The big banks are waiting
Although some of the brokers associated with the big five Canadian banks (RBC, TD, Scotia, BMO and CIBC) reacted to the National Bank and Desjardins offensive with targeted promotional offers, none of them followed suit. not with the widespread free transactions on stocks and ETFs.
Despite eroding market share for account openings, major Canadian banks and fee-based platforms like QTrade and Questrade continue to host the overwhelming majority of do-it-yourself investors’ assets under management, 93.4%, according to the report. ISS Market Intelligence study. “The big banks have such a big market share that they’re probably hesitant to give it up as the first to jump in because they’d lose a lot of commission revenue,” Linsley said.
When Desjardins and National announced in 2021 that they were scrapping stock transaction fees, the founder and CEO of personal finance app Hardbacon, Julien Brault, expected the big Canadian banks to do the same. “Perhaps National Bank and Desjardins have not gained enough market share in the rest of Canada, where they are less well known, to encourage the big banks to move,” he supposes.
Mr. Ferreira also acknowledged that the National Bank had tempered its promotional efforts, despite its new pricing, because its brokerage platform did not yet have a mobile application. [un service jugé important par de nombreux jeunes investisseurs]. “Our app was released in December. »
The big banks have such a large market share that they are probably hesitant to give it up by being the first to jump, because they would lose significant commission income.
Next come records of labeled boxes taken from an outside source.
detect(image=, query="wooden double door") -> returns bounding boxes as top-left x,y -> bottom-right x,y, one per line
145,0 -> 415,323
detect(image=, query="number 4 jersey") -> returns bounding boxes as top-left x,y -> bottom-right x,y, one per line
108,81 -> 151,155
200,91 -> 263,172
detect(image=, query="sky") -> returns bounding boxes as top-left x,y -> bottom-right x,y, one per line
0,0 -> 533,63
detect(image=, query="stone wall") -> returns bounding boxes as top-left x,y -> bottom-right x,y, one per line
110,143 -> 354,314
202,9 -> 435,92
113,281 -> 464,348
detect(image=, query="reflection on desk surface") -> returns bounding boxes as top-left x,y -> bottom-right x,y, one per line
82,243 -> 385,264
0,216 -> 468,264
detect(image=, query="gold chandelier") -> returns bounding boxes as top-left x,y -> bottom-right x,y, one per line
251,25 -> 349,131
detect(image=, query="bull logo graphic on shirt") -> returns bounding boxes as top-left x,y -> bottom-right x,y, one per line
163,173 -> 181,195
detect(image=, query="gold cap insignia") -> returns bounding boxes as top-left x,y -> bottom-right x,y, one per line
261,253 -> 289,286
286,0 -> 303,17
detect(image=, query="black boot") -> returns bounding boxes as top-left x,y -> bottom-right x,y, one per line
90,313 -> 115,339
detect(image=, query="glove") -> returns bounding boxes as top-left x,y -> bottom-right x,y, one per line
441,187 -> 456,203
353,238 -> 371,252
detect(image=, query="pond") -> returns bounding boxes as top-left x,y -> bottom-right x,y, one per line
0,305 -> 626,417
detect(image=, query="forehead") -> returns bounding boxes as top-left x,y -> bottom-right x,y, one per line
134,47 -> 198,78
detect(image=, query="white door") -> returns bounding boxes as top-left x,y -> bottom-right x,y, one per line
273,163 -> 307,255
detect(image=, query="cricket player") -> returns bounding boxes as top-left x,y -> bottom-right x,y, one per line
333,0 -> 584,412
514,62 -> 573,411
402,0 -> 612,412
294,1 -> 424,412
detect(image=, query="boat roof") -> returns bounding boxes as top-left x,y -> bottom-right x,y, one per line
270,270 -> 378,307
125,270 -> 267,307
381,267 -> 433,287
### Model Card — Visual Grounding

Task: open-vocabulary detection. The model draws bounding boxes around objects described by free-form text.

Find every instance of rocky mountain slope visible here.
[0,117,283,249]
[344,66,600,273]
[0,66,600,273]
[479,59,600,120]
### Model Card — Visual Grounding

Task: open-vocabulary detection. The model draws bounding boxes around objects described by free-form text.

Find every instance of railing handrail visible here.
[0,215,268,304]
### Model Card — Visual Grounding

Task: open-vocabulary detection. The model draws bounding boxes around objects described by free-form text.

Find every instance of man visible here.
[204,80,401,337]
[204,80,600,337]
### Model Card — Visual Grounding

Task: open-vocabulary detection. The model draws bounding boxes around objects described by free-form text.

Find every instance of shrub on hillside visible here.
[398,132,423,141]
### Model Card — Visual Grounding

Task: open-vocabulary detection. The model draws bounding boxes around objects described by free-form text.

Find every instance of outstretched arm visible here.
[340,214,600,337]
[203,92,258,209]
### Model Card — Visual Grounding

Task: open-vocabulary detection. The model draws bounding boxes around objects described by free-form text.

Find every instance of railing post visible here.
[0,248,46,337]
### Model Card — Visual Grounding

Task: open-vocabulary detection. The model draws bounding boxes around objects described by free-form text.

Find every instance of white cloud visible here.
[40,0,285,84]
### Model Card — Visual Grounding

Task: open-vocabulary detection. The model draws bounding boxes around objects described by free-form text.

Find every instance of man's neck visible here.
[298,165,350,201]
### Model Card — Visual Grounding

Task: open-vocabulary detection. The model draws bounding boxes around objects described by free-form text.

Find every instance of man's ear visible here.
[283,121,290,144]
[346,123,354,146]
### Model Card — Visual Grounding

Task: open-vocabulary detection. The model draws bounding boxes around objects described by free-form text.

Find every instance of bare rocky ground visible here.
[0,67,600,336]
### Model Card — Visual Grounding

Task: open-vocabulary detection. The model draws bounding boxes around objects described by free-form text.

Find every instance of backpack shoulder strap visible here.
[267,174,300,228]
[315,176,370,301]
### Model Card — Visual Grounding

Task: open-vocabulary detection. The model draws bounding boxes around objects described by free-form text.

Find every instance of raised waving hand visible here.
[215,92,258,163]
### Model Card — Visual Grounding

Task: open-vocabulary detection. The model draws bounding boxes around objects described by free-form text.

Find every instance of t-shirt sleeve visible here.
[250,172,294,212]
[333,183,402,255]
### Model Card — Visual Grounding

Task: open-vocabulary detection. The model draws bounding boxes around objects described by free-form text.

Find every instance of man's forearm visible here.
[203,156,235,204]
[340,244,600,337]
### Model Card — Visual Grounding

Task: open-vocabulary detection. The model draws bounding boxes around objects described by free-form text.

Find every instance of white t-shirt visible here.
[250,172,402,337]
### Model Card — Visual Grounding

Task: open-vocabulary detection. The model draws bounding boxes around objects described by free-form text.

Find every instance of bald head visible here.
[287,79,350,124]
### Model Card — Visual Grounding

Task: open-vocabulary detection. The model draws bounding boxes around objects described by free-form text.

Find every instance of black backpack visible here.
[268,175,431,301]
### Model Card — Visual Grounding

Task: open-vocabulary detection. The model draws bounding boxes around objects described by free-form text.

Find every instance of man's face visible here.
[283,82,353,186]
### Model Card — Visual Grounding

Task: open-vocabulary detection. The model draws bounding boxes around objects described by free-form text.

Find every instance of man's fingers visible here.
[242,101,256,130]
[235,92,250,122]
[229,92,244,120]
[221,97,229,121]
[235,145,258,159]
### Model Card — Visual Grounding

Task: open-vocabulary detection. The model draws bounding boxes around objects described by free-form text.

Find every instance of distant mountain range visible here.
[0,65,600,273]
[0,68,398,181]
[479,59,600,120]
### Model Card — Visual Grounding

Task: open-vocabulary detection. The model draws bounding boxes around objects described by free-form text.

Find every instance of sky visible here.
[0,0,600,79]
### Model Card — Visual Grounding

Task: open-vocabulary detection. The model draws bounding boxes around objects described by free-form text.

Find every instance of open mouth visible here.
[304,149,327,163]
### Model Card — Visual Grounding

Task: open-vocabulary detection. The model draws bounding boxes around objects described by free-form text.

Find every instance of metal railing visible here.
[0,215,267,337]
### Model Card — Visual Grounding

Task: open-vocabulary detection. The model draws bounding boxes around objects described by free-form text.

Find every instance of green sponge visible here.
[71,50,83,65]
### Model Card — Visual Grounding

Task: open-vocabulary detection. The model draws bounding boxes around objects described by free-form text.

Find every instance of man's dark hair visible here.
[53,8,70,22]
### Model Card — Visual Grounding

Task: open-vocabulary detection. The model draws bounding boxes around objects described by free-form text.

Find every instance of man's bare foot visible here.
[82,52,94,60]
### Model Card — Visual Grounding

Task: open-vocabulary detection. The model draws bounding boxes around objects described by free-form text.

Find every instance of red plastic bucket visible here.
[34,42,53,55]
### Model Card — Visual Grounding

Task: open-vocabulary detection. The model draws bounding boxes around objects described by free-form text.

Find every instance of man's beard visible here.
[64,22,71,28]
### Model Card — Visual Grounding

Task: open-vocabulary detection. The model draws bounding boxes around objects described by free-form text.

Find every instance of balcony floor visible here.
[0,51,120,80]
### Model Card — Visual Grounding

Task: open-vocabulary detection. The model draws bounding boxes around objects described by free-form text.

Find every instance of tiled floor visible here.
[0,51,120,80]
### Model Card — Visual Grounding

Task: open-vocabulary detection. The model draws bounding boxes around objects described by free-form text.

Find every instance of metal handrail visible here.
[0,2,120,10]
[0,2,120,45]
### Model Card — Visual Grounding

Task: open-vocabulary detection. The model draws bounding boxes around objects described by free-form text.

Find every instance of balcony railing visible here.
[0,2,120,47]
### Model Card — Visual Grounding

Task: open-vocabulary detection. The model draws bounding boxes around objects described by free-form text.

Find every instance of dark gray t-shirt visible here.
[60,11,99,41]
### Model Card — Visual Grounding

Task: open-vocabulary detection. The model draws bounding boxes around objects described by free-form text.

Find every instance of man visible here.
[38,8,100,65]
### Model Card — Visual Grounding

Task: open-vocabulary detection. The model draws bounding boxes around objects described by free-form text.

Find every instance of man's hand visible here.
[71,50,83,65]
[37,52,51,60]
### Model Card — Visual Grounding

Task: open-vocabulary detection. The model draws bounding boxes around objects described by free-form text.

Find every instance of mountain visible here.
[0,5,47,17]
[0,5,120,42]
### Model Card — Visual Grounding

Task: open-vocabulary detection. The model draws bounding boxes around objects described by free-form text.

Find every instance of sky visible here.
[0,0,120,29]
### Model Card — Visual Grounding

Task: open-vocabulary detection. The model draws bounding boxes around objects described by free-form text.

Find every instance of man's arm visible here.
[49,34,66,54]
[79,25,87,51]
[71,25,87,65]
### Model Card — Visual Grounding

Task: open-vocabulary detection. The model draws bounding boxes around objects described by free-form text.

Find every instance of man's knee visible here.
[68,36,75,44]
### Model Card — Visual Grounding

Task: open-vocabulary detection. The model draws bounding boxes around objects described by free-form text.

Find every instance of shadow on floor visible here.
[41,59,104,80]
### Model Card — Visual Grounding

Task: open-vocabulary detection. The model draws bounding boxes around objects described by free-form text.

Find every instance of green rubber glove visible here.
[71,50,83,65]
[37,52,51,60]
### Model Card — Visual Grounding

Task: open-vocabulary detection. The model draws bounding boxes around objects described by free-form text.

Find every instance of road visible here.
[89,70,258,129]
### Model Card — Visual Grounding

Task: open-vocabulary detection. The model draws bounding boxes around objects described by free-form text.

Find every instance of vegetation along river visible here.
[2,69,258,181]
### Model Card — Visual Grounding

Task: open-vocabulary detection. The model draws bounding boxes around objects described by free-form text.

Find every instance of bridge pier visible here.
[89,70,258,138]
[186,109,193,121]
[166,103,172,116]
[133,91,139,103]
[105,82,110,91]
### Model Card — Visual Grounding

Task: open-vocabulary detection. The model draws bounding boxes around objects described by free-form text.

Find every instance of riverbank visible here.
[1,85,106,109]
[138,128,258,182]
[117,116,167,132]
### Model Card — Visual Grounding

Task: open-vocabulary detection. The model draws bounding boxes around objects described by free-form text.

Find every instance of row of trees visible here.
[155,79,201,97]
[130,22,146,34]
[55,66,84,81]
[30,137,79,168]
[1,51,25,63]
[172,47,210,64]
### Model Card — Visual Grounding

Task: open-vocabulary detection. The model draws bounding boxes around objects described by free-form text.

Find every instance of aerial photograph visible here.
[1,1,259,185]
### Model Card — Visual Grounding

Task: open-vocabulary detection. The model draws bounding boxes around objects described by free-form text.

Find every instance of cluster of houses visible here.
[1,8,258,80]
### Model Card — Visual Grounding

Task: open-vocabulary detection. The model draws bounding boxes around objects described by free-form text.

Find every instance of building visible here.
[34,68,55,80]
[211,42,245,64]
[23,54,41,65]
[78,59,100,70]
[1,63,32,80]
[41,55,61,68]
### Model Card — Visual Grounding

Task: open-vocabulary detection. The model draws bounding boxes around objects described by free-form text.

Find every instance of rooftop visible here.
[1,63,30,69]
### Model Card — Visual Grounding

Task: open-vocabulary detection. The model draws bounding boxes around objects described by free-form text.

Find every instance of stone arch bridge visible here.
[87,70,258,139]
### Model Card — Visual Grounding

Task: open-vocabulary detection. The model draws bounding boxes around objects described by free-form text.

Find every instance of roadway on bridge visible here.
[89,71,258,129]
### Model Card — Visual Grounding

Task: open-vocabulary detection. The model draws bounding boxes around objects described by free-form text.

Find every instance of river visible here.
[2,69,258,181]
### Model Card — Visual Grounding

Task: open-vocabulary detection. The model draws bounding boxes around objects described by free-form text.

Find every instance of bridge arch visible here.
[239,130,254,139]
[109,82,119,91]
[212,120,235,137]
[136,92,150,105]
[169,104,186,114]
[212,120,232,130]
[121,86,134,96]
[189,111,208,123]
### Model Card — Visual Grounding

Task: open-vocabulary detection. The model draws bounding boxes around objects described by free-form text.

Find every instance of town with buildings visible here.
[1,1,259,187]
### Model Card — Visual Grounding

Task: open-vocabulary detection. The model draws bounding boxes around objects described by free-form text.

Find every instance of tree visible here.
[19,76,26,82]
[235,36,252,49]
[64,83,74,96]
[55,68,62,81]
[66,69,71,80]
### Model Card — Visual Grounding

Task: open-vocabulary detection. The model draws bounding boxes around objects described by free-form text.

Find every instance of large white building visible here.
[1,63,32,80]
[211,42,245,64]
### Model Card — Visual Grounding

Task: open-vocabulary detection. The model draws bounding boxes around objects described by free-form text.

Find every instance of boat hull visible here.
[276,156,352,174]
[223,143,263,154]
At Scotia and RBC, they claim to continually review the fee schedule and believe they offer quality and competitive service. The other three banks did not respond to our questions before publication. Pricing isn’t the only consideration when choosing a broker, RBC Bank spokeswoman Jessica Assaf said in an email. She gives the example of research, the tools offered on the platform and the fact of having a functional mobile application.
Mr. Brault invites independent investors to analyze all brokerage platform fees before choosing their broker. He gives examples of fees for clients whose value of their assets does not reach a minimum threshold, fees related to currency conversion or fees related to holding an account denominated in US dollars. Depending on your situation, a broker offering free trades may not necessarily be the cheapest option, he explains.